Santiago Child, economist, has been shown in ‘Window’ supporter of this initiative, although not without certain nuances. “As the European Union is painting it, it does not have to be seen as an income, but as a less payment,” he explains. “It will not be a tax, it will be a fee, it will be paid to use. Maintaining the roads costs about 8 billion euros a year. It is true that taxes are paid, but the maintenance does not provide for everything ”. “The roads are used by certain people, and I think they should pay for it,” he adds.

However, Niño points out that, in his opinion, this tax should only be used to maintain the roads, “and not to do business.
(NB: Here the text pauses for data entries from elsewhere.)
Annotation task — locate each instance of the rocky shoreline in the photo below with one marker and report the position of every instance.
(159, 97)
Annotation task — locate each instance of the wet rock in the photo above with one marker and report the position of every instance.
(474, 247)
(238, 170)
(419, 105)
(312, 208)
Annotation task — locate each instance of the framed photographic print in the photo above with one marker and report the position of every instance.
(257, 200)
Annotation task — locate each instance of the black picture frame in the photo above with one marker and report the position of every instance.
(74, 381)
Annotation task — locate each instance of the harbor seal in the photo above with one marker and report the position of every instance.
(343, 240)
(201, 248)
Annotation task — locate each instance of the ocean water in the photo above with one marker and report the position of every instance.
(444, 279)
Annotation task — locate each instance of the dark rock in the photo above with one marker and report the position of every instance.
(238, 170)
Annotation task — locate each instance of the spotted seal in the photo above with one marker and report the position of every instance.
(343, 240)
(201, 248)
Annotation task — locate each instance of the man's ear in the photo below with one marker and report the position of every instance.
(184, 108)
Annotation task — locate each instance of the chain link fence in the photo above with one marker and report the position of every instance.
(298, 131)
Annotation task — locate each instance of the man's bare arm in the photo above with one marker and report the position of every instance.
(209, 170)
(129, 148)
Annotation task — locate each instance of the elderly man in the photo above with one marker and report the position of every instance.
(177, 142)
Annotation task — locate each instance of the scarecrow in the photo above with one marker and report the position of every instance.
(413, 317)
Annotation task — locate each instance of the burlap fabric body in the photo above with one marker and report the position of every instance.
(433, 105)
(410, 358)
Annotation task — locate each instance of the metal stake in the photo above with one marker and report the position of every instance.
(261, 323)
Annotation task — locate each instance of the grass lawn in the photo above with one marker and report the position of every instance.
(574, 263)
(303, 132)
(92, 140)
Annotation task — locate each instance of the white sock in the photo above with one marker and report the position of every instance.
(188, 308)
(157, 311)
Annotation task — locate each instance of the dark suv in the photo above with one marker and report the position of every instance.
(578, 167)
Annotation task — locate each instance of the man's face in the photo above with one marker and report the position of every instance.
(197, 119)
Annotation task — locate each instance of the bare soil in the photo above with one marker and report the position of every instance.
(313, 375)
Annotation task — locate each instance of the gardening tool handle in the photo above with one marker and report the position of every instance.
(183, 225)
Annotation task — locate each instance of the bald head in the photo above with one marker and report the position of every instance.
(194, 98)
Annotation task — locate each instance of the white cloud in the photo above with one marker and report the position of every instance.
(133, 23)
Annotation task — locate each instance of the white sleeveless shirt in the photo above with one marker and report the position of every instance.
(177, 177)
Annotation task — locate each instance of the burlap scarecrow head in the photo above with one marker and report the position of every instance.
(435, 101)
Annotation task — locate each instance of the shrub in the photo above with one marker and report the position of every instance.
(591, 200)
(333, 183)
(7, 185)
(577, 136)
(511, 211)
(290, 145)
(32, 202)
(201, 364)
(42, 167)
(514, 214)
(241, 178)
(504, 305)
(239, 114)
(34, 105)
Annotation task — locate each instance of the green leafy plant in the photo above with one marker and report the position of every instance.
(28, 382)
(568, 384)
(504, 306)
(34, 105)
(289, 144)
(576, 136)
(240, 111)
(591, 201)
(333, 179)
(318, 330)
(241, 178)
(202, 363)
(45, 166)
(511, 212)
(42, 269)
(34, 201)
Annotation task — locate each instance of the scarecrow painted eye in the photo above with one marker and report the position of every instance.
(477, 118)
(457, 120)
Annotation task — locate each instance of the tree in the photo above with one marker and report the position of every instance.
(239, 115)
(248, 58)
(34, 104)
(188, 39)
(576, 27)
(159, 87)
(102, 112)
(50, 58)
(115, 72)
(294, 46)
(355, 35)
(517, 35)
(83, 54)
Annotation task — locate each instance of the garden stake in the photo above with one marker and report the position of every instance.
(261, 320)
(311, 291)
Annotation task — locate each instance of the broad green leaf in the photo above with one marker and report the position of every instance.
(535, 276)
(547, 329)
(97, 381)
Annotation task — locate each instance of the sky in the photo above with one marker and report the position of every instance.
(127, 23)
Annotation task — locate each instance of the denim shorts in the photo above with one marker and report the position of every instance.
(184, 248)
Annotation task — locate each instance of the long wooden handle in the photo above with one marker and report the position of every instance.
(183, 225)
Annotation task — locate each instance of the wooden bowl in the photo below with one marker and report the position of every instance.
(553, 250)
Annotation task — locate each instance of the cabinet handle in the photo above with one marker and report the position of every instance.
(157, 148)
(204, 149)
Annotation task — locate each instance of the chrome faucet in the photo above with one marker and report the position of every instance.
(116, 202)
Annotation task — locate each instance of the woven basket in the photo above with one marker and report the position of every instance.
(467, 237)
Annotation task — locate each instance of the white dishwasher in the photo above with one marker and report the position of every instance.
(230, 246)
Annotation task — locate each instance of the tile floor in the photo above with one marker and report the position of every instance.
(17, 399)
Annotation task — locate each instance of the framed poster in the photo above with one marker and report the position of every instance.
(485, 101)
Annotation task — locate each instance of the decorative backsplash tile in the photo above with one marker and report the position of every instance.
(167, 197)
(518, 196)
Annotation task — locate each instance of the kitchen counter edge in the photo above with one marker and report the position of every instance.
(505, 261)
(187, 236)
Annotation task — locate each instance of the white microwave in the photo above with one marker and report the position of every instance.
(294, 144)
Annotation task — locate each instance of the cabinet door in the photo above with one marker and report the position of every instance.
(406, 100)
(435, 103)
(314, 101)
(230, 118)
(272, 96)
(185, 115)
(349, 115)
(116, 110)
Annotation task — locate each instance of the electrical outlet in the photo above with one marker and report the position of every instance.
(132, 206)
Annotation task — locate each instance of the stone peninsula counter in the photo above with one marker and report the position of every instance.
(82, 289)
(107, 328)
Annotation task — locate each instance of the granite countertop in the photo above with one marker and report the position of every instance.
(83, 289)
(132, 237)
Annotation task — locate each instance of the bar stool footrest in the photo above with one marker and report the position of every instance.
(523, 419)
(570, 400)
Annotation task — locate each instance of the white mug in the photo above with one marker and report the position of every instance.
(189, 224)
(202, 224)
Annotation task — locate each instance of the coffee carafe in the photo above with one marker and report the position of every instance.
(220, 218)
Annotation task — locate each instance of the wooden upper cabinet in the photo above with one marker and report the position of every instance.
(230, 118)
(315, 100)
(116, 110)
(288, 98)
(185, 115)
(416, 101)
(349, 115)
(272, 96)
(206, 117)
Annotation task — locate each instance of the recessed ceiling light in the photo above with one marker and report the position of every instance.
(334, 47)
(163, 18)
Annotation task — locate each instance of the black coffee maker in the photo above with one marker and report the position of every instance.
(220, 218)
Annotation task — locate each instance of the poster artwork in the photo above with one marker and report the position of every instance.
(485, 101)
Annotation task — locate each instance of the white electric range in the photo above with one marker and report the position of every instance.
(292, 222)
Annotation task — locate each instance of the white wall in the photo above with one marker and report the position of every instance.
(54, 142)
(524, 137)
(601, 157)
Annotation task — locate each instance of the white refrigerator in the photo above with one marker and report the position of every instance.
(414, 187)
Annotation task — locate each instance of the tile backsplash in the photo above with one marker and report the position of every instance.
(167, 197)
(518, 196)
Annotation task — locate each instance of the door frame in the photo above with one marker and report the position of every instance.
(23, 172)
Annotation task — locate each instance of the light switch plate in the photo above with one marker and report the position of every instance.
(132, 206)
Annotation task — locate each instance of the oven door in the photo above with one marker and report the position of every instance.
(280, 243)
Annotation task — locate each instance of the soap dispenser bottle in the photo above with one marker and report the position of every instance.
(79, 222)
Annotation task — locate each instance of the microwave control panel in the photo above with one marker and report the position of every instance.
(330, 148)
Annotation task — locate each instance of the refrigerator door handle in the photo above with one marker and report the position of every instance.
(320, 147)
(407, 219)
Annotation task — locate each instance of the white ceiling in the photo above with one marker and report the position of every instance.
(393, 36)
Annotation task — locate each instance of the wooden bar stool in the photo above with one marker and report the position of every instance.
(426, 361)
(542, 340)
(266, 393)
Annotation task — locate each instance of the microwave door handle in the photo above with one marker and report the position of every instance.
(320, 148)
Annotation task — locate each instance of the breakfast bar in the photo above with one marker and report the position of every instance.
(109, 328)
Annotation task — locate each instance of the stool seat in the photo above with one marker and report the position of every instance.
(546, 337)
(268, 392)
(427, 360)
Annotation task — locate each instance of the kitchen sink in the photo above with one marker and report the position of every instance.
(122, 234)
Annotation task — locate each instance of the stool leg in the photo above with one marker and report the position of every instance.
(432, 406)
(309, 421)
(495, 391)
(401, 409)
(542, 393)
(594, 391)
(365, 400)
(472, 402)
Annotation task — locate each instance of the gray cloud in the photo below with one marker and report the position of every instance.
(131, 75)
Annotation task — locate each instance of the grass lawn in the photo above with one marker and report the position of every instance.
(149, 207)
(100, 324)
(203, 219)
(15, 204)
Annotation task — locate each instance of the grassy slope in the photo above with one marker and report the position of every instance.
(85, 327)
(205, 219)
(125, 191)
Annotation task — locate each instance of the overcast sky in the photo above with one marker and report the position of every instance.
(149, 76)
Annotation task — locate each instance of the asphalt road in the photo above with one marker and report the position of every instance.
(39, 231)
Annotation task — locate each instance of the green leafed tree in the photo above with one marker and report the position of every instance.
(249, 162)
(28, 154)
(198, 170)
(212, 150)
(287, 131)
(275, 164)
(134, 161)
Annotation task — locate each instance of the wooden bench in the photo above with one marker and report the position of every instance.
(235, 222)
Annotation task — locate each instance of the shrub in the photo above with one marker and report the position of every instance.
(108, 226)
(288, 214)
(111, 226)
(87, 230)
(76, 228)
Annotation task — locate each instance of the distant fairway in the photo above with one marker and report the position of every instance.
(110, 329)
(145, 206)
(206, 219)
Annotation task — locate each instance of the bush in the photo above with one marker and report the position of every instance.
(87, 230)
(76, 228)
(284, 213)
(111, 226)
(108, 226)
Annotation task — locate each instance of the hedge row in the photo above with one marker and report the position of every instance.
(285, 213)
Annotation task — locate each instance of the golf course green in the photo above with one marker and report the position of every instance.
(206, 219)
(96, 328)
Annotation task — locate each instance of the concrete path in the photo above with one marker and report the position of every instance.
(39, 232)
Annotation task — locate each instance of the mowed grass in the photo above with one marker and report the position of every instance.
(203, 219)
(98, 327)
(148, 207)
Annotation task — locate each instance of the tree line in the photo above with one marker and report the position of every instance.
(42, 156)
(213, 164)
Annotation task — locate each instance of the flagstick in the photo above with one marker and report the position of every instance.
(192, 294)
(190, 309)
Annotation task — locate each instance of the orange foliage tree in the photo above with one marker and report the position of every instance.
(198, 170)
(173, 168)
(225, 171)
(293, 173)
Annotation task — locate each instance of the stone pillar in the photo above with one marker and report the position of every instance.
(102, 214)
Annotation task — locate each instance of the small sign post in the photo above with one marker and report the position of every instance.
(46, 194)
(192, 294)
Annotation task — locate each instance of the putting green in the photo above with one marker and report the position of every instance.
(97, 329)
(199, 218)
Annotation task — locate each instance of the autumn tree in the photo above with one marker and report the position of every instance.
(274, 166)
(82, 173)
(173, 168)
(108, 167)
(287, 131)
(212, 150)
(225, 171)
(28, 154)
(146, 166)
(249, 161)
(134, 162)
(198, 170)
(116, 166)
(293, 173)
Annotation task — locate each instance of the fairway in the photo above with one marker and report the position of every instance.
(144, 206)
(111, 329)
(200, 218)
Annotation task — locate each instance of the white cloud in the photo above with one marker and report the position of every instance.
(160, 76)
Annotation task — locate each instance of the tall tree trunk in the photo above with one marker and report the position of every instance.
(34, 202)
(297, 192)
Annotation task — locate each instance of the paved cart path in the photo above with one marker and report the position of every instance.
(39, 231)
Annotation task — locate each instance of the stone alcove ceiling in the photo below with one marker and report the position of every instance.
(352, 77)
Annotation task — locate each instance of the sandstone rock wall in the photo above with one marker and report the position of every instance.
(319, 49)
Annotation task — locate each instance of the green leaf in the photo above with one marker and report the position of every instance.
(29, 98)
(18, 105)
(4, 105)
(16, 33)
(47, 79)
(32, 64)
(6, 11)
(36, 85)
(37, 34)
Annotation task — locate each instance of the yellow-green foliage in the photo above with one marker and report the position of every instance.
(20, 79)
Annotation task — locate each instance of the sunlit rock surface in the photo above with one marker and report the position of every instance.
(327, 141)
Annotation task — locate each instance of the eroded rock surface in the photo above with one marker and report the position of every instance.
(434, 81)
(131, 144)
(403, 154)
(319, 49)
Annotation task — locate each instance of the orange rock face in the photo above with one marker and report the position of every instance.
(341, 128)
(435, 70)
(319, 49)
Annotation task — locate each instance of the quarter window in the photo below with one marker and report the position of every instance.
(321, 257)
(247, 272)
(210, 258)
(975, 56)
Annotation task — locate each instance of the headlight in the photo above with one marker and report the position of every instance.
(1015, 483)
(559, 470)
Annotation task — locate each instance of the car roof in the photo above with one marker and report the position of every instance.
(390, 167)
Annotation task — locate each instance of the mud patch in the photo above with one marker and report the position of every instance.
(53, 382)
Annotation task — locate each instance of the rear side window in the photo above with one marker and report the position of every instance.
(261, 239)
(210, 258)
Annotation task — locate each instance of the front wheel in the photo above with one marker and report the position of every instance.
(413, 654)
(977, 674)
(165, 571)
And it proposes some additional detail, such as that the wear of the road caused by each vehicle should be taken into account. In short, the economist welcomes this measure, arguing that thus “The public budget for maintenance is discharged, and that collection can be used for other things such as health or education.”

Mario Arnaldo, President of ‘Associated European Motorists’, for his part, he has been against the government’s announcement. “They want to act on free highways that say they are free, but they are not. All citizens finance them from the budget “. These roads, explains Mario, “are 7% of the Spanish road network, but they support 37% of the traffic.” “We contribute 25 billion euros a year to maintenance, we are already contributing”. The problem, he says, is that this collection ends up going to other infrastructures.

On the other hand, Mario is skeptical that this rate will translate into an increase in road safety. And to illustrate his argument, he presents the example of Portugal, which introduced a similar system in 2010, which caused the traffic of the affected roads to be diverted by 30% to other roads, also negatively impacting the territories close to tolls. “The miracle of the decrease in traffic accidents in Spain did not come from the points card, it came from the doubling of the highways.” “The toll system is to go back to the Middle Ages, to reinstate the right of portazgo”, Add.